The following is a short demonstration of reviewing your student’s ESL Placement Test results
Step 3: Plan an ESL Course using your student’s Learning Plan as a starting point
In Step 2 we produced a list of grammar-focused lessons linked to topics that we know our student is struggling with. How do we know these lessons are relevant to the student’s needs? Because our student displayed the deficiencies when completing the placement test.
Now we need to adjust our student’s learning plan (i.e. our course plan) by adding non-grammar focused lessons to it. There’s only so much grammar that any one student can take. How should you go about adjusting this all-grammar course plan into something that better addresses our student’s needs? This comes down to a number of factors:
- If your students sat the Listening or Reading section of the placement test, we provide you with a list of non-technical (i.e topic-based lessons) that are at an appropriate level for your students
- Does your course have any specific outcomes? Can you match these outcomes to lessons within our lesson library using our search functionality?

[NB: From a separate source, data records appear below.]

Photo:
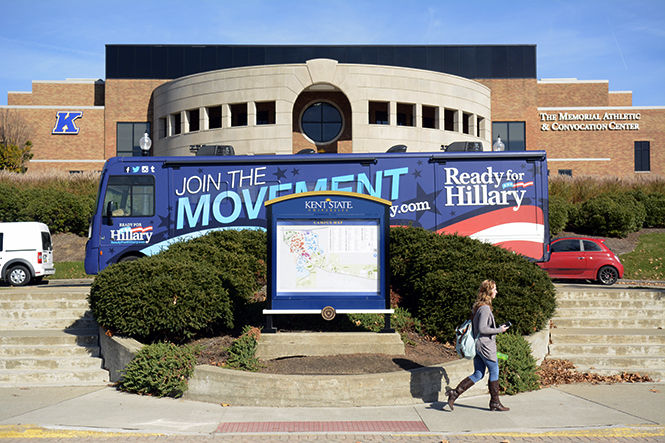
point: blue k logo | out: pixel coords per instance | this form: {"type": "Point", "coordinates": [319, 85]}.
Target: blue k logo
{"type": "Point", "coordinates": [64, 123]}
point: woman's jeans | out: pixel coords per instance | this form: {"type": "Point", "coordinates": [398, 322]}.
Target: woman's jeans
{"type": "Point", "coordinates": [479, 365]}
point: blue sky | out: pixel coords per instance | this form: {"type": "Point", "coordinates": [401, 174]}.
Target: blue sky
{"type": "Point", "coordinates": [619, 41]}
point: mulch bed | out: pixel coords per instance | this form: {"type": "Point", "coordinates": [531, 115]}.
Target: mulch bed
{"type": "Point", "coordinates": [420, 352]}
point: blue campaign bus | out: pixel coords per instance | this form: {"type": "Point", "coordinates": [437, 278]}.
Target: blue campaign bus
{"type": "Point", "coordinates": [146, 203]}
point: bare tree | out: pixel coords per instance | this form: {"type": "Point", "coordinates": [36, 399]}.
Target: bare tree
{"type": "Point", "coordinates": [14, 144]}
{"type": "Point", "coordinates": [14, 129]}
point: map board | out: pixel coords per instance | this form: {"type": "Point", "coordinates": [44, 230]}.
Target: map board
{"type": "Point", "coordinates": [340, 257]}
{"type": "Point", "coordinates": [328, 249]}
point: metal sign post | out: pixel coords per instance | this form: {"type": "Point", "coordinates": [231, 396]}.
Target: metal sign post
{"type": "Point", "coordinates": [328, 255]}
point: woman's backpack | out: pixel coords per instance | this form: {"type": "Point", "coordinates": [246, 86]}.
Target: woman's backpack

- Does your student have any specific interests? Are they interested in Travelling or Politics, or perhaps Sports? This can be a great way of narrowing down which topic-based lesson to include in a course.
- Perhaps your school’s profile or current student body can add some insight?
You should also use this opportunity to take into account any scheduling parameters such as class frequency, session timing or any assessments that might need to be planned etc…
The following is a short demonstration of customizing your ESL Course Plan
Step 4: Monitor your ESL Course Plan and optimize it
While we plan an ESL course, many of us won’t have the luxury of being in contact with the students we are actually developing the plan for. But once you begin teaching you have the best asset for your course planning of all: access to your students!
Our final step is not actually a discrete point in the course planning process. Here we would simply suggest that you continually monitor how your students are reacting to your chosen lessons and adjust your course plans accordingly. Don’t think of your course plans as a static ‘A to Z’ linear path. As you learn more about your students, their needs, their weaknesses and their goals, you should adjust your plan accordingly.
If you’ve used Off2Class to assign our Placement Test and set up a Learning Plan, then our customization features noted in the demo video in Step #3 can be used to adjust your plans at any time.